From Colony to Ministry: The Circle That Never Broke
Portugal’s health minister turns a tragedy into an accusation, proving that the colonial gaze survives — even in a white coat.
When Portugal’s Minister of Health, Ana Paula Martins, said that Umo Cani — a Guinean woman who died with her baby after alleged medical negligence — came to Portugal for “health tourism,” she wasn’t just being callous. She was rehearsing an old colonial script.

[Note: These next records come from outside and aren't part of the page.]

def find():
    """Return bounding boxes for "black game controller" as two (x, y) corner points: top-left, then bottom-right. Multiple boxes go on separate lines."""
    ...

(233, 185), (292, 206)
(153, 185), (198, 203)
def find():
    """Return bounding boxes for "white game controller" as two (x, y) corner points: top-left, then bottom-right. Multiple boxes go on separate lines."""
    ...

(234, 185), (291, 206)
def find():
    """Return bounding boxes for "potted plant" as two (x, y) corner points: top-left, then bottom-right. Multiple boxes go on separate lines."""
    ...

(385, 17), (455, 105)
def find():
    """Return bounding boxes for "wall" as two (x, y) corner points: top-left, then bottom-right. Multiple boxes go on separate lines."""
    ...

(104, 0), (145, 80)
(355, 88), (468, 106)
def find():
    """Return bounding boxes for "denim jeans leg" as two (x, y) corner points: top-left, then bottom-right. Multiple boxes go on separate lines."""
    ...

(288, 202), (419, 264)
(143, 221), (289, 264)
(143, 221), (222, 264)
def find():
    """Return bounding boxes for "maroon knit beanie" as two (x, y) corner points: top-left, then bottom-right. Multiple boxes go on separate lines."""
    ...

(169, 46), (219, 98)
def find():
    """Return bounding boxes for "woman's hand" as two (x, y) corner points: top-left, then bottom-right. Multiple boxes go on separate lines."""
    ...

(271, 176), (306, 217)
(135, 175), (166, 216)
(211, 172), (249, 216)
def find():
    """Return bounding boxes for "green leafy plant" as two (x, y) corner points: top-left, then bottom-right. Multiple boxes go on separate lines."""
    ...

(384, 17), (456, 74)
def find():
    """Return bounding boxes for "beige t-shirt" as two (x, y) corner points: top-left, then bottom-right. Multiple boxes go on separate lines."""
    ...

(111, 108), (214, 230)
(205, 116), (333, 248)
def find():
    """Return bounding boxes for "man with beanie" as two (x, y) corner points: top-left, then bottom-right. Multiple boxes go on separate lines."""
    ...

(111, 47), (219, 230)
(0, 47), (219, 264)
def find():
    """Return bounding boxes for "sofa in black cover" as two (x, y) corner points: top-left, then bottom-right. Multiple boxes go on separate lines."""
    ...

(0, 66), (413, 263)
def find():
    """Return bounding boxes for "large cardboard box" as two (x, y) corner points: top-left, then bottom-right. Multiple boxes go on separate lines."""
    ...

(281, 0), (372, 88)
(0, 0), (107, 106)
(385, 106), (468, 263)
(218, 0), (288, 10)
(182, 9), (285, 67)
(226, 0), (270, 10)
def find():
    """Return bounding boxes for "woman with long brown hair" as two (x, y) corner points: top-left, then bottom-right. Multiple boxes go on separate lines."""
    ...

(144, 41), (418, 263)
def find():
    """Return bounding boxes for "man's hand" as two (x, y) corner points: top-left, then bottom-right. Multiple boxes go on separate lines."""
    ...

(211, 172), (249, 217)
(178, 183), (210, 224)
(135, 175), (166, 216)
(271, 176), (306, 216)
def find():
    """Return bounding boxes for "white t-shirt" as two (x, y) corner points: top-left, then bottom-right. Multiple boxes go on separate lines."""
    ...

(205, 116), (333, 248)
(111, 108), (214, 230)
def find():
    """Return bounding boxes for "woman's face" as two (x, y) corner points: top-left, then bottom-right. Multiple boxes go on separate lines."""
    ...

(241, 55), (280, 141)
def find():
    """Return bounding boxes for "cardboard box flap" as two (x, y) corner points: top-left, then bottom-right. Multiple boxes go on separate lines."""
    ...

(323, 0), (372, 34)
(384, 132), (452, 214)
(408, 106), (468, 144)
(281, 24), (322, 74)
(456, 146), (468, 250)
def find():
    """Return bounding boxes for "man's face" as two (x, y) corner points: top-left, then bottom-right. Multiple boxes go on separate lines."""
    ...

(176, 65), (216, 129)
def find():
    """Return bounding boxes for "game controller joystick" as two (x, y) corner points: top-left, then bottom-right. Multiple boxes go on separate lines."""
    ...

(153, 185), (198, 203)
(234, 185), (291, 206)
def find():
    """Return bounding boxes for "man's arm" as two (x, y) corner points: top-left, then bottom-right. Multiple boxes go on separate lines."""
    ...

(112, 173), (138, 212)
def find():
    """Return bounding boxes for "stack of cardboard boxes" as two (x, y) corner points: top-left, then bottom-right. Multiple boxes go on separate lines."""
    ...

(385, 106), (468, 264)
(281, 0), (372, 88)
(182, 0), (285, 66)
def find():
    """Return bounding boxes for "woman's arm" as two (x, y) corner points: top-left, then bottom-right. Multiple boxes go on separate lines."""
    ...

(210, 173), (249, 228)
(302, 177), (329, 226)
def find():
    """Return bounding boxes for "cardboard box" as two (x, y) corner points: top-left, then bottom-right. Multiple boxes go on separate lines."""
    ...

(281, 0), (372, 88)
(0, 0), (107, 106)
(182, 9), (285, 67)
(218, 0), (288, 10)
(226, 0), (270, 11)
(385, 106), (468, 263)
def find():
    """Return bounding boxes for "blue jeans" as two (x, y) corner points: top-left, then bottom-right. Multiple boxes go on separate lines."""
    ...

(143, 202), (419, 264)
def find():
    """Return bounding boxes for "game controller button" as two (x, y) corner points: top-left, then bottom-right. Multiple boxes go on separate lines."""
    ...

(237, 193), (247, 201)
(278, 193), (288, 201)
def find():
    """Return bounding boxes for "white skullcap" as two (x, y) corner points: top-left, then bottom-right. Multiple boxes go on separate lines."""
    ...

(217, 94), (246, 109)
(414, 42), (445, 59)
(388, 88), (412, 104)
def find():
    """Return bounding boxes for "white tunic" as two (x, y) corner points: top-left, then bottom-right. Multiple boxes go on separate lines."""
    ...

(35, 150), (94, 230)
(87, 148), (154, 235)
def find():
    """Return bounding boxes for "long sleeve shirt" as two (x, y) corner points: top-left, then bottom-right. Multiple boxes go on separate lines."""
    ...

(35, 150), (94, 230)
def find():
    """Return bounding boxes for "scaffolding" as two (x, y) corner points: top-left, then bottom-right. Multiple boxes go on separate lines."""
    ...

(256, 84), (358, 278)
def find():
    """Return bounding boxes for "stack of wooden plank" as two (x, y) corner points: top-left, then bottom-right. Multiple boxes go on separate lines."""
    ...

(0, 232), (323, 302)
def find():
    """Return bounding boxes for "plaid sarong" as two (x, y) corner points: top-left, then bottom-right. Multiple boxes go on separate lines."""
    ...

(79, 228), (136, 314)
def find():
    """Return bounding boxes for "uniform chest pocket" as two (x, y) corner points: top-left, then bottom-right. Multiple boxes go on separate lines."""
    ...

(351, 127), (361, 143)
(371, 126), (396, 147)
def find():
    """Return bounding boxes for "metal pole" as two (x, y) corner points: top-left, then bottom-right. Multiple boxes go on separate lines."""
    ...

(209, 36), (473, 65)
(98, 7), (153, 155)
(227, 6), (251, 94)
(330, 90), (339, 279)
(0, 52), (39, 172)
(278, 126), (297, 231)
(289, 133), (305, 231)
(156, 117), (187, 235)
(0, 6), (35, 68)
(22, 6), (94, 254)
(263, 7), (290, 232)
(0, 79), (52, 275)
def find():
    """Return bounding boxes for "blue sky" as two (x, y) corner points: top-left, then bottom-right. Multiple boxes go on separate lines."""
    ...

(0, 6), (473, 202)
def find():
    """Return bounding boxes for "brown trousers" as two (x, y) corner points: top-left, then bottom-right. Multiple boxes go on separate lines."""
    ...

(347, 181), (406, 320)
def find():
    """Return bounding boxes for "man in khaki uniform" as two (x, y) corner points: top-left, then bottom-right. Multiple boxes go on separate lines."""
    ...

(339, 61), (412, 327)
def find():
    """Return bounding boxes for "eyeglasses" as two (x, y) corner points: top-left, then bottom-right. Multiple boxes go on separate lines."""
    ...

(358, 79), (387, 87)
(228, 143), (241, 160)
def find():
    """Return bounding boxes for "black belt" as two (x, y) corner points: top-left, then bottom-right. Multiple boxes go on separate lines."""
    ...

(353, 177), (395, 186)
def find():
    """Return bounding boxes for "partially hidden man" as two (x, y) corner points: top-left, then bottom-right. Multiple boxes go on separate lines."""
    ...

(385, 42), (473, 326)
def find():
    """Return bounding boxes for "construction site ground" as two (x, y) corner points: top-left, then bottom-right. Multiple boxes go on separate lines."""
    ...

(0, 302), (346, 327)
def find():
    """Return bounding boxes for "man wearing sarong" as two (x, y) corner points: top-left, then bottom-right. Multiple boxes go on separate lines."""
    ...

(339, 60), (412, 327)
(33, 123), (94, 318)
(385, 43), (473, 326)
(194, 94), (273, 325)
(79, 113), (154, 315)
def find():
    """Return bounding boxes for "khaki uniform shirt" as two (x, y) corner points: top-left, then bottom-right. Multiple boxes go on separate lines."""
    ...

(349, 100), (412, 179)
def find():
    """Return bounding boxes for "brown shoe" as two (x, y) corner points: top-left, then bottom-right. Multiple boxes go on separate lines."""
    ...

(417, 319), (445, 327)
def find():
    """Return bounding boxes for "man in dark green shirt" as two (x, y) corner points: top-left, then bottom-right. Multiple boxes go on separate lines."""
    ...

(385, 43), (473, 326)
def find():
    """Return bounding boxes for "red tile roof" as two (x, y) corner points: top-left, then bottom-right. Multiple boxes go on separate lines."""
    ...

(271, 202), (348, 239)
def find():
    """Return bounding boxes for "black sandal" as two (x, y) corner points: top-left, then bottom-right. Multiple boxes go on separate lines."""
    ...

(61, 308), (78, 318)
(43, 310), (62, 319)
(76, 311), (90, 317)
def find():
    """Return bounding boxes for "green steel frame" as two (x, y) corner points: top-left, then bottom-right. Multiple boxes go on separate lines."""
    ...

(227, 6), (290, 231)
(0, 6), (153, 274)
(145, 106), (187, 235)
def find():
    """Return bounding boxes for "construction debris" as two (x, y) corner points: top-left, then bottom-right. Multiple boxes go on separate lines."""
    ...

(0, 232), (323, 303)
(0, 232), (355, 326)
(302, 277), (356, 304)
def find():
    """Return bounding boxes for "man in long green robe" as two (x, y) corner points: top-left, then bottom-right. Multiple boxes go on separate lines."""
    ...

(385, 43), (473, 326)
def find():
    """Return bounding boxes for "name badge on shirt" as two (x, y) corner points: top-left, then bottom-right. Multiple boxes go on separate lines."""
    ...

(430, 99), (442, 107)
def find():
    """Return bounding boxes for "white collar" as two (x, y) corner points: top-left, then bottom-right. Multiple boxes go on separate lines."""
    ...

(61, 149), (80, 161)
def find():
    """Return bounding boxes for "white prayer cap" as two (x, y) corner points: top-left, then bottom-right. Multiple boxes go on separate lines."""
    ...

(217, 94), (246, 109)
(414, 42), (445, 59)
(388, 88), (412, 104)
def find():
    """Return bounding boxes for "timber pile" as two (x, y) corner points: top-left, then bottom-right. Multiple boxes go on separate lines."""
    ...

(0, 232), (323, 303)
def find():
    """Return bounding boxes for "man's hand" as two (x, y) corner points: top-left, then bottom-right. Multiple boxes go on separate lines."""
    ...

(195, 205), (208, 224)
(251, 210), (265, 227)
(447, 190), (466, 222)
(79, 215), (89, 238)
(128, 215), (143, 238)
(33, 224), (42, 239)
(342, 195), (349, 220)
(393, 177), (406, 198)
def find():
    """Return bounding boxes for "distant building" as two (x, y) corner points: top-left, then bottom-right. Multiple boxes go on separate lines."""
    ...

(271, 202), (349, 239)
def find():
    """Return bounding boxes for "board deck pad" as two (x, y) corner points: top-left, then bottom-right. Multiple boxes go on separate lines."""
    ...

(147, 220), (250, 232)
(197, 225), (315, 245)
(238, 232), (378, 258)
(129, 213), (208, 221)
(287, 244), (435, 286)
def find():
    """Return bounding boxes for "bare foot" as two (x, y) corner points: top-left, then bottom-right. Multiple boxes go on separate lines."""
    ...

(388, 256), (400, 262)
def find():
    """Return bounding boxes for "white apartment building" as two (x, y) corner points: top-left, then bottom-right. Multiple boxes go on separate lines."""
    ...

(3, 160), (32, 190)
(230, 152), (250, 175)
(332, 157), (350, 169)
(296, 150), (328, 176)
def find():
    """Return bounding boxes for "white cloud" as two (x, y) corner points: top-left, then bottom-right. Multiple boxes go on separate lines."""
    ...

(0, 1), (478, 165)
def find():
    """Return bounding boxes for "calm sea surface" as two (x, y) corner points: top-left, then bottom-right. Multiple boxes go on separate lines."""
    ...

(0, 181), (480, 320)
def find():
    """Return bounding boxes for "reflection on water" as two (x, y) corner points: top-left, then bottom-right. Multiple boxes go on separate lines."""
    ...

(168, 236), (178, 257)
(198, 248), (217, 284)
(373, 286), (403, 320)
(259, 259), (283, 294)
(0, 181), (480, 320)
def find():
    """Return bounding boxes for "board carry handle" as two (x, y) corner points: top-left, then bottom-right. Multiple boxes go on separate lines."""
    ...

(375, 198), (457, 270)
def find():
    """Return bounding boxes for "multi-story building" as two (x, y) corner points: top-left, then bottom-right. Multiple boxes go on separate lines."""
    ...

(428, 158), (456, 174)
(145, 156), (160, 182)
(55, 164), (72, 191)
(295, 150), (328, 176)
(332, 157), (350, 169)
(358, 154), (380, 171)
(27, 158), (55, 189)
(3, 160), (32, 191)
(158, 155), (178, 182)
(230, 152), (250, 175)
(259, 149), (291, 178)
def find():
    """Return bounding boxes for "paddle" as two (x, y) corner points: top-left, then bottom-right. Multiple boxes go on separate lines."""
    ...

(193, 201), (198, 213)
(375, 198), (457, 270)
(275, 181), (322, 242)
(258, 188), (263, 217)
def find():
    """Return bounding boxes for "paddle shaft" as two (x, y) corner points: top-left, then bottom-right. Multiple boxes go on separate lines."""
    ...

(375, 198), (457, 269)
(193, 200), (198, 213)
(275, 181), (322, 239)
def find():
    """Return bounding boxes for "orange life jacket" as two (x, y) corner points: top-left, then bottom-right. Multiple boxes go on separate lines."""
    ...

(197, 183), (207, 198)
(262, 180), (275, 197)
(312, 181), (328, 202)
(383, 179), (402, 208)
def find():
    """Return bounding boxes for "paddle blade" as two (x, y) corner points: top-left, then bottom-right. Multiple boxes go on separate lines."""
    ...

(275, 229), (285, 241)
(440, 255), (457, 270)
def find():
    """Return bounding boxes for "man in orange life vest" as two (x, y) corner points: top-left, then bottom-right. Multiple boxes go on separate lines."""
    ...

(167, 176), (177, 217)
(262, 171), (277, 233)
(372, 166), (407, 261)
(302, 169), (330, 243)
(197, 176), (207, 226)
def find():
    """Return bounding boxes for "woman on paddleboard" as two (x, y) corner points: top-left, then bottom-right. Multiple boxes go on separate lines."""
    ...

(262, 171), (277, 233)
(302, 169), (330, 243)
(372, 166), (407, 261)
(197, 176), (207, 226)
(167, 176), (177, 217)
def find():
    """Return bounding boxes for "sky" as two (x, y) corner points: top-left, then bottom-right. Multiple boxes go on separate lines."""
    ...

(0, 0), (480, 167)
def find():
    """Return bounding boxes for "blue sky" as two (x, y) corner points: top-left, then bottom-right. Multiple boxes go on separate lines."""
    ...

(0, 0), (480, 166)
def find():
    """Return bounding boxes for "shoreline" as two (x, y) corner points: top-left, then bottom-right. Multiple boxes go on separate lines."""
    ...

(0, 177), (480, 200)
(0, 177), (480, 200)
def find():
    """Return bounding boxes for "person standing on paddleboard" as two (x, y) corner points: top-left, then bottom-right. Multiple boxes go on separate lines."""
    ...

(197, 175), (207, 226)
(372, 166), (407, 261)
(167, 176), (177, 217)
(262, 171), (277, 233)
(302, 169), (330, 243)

Martins was born in Guinea-Bissau in 1965, at a time when the country was still under Portuguese occupation. The very fact of her birth there is a reminder of how Portugal once extended its power across continents, extracting labour, bodies, and lives. But decades later, from the safety of ministerial office, she now speaks of Africans as opportunists — as if the colonial order had never been reversed, only rebranded in bureaucratic language.
The irony is brutal. In 1965, her mother likely received medical assistance from a colonial health service meant to serve settlers and elites. That care allowed Ana Paula Martins to live. Yet in 2025, a Black woman seeking the same chance for her child is accused of abusing the system. History folds in on itself — only the power relations remain unchanged.
Across Portugal, maternity units are collapsing. Understaffed hospitals, overworked doctors, and chronic mismanagement have turned childbirth into a lottery.
In the last two years, women have given birth in ambulances, parking lots, and on highways because the nearest maternity ward was closed or redirecting emergencies. Midwives warn that tragedies like Umo Cani’s are not accidents but predictable outcomes of a failing system.
For a health minister to deflect blame onto a dead woman — and a migrant one — is not just cruel. It’s politically revealing. Instead of facing the decay of Portugal’s National Health Service, Martins reached for an easy scapegoat: the foreigner, the African, the “outsider.” Her remark turns negligence into nationalism, and public health into border control.
It also exposes how colonial mentality survives inside modern institutions. The language has changed, but the logic hasn’t: Portugal as the benevolent provider, Africans as ungrateful dependents.
There’s a cruel symmetry to it all. The daughter of empire, protected by the privileges of whiteness and elite education, now governs over the descendants of those her country once ruled. And when one of them dies in her care, she reaches for colonial vocabulary — not compassion.
Portugal likes to call itself a “bridge” between continents. But a bridge built on denial always collapses. Until leaders like Ana Paula Martins reckon with the histories that made them, the ghosts of empire will keep showing up — in hospital corridors, in political discourse, and in the silence that follows every preventable death.